Tech & internet

Les sciences sociales cèderont-elles aux sirènes de Facebook et du «big data»?

Repéré par Jean-Laurent Cassely, mis à jour le 16.06.2014 à 16 h 18

Repéré sur Venture Beat

Cognizant Confluence 2013 / Cognizant Technology Solutions  via Flickr CC License By

Cognizant Confluence 2013 / Cognizant Technology Solutions via Flickr CC License By

En France, les conférences de sciences sociales sur les données produites sur Internet par les utilisateurs, ce qu’on appelle communément les big data, se multiplent: deux événements autour de ce thème ont été organisés en juin. «Les big data sont à la mode cette année», comme le notent les chercheurs en sociologie politique qui animent le blog Data Sciences Sociales.

Le sociologue Baptiste Coulmont, dont les études sur les prénoms publiées sur son blog sont devenues une drogue dure pour les journalistes (lire son interview sur Slate ici), a récemment écrit dans Le Monde que «du recueil au traitement des données, Internet [était] devenu incontournable pour les sociologues».

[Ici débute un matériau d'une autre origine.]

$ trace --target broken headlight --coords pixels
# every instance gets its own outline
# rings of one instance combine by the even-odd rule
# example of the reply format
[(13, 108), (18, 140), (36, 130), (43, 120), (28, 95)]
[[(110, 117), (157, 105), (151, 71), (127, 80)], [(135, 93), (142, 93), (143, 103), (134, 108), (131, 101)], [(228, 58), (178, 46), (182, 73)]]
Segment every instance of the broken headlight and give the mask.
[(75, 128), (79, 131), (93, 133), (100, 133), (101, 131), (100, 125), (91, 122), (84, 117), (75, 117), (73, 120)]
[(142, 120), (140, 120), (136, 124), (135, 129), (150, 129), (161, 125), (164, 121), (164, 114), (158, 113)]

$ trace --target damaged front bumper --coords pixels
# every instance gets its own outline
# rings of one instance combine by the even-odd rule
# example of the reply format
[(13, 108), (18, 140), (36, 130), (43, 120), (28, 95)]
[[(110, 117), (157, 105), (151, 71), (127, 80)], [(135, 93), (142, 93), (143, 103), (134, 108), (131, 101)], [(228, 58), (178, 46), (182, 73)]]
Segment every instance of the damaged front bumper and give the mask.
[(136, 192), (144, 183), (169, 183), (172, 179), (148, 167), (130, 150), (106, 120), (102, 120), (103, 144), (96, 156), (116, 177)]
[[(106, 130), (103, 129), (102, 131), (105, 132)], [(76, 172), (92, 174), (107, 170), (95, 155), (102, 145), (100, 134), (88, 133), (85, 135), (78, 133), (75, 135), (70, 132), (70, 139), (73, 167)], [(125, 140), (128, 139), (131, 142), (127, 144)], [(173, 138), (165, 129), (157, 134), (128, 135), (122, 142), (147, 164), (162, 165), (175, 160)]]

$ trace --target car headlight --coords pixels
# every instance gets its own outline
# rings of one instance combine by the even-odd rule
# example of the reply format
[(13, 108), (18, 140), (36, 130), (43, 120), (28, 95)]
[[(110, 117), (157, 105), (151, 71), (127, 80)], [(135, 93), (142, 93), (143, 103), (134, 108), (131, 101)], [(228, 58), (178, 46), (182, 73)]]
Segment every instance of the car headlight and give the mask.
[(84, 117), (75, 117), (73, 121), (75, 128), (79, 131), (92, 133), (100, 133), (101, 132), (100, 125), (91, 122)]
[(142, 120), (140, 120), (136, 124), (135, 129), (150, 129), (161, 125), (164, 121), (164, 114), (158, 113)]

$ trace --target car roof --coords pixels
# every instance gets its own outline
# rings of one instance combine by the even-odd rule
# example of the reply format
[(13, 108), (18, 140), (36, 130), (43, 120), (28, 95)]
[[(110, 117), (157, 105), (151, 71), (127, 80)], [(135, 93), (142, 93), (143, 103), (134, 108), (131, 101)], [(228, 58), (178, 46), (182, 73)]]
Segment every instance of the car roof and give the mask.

Voilà que le site Venture Beat nous apprend que Facebook tiendra une conférence réservée aux universitaires à l’approche de la rencontre annuelle de l’Association américaine de sociologie, qui se tiendra en août à San Francisco.

Les sociologues, plutôt connus pour leur réputation d’anti-capitalistes, note le site, «seront-ils intéressés par une conférence sponsorisée par une compagnie du S&P 100 [indice boursier américain]?» Cèderont-ils aux sirènes du marché? 

Prabhakar Raghavan, vice-président de Google et chercheur en informatique à Stanford, expliquait en 2012 dans une interview à la London School of Economics qu'il n'y avait pas assez de chercheurs en sciences sociales formés et intéressés par ces sujets et capables de croiser plusieurs disciplines, notamment les sciences informatiques.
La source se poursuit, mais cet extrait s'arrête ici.